No mere crypto innovation
At the same time, stablecoin issuers have themselves become major participants in the global financial system. Some issuers are now among the largest buyers of US Treasury debt, reinforcing demand for dollar-backed assets while also extending the global reach of the dollar economy. This is one of the main reasons stablecoins are increasingly being viewed not just as a crypto innovation, but as a meaningful evolution in how money moves globally.
Initial security and trust concerns allayed
Concerns around security and trust were valid in the early days of the market. The lack of regulation and oversight created understandable scepticism, especially as parts of the wider digital asset industry became associated with speculation and high-risk behaviour. But we are in a very different era now and the market has matured enormously since those days.
Governments and regulators have introduced clearer frameworks, while issuers are expected to hold and disclose reserves that sufficiently back their stablecoins. Oversight has increased significantly, and the industry continues to evolve toward stronger protections and greater transparency.
In parallel, the conversation around crypto itself has also shifted drastically. While early adoption was heavily driven by speculative use cases, stablecoins represent one of the clearest examples of blockchain technology solving a real-world problem. This amounts to a set of tangible use cases – i.e. businesses can settle cross-border payments faster, global payroll providers can pay freelancers and contractors more efficiently, internet platforms can move money internationally without relying on aging banking networks, and payment providers can reduce settlement times dramatically.
Stablecoins boost financial inclusion
Perhaps most importantly, stablecoins are creating financial access for people who were previously completely excluded from traditional banking systems. That’s the primary reason why adoption keeps accelerating. Unlike many previous fintech trends that experienced rapid hype cycles before slowing down, stablecoins are increasingly becoming embedded within the infrastructure of modern financial services. Banks, fintechs, payment providers, and internet platforms are all now actively exploring how stablecoins can improve the movement of money globally.

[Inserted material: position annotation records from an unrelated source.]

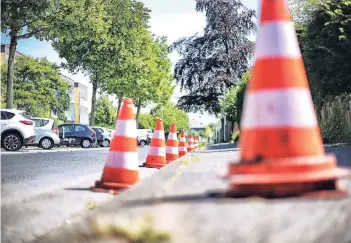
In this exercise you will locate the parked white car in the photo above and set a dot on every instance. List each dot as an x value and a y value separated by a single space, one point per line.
46 133
17 129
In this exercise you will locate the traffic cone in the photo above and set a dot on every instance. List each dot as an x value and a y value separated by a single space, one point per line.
156 157
190 143
282 153
121 168
182 145
172 144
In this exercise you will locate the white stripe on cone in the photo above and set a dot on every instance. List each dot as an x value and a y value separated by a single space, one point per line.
160 134
277 39
126 128
291 107
171 150
157 151
125 160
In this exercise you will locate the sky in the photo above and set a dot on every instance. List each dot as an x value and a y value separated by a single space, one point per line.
172 18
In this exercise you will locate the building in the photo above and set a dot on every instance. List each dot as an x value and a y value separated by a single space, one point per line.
79 108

The next phase of the stablecoin wave
As AI keeps evolving, AI agents and automated digital services will increasingly require payment capabilities of their own. Traditional bank accounts are poorly suited to this type of machine-focused economy. Whereas stablecoins can support real-time digital transactions at scale. The overlap of AI and stablecoins could prove to become one of the most defining shifts in fintech over the next decade.
For companies in this space, the opportunity is no longer merely about participating in the digital assets space. Instead, it is about helping build the infrastructure layer for a more connected global financial system. This is where we, at Noah, sit. Stablecoins alone are not enough.
The reason businesses can’t just move stablecoins around is that people still get paid, and pay, in their local currency through the payment methods they already use. Noah connects stablecoins to those local rails in each market, so a payout lands in a bank account, mobile wallet, or local payment method the recipient actually uses, in their own currency. That’s the missing piece: we combine stablecoin settlement with local payment rails in each region to move money internationally, faster and without relying on legacy systems like SWIFT.
Our broader vision reflects where the industry itself is heading – i.e. a financial system that is more accessible, more global, and built for the internet era, rather than the limitations of traditional banking infrastructure. The financial system is changing and stablecoins are no longer bystanders; they now sit at the very centre of that transformation.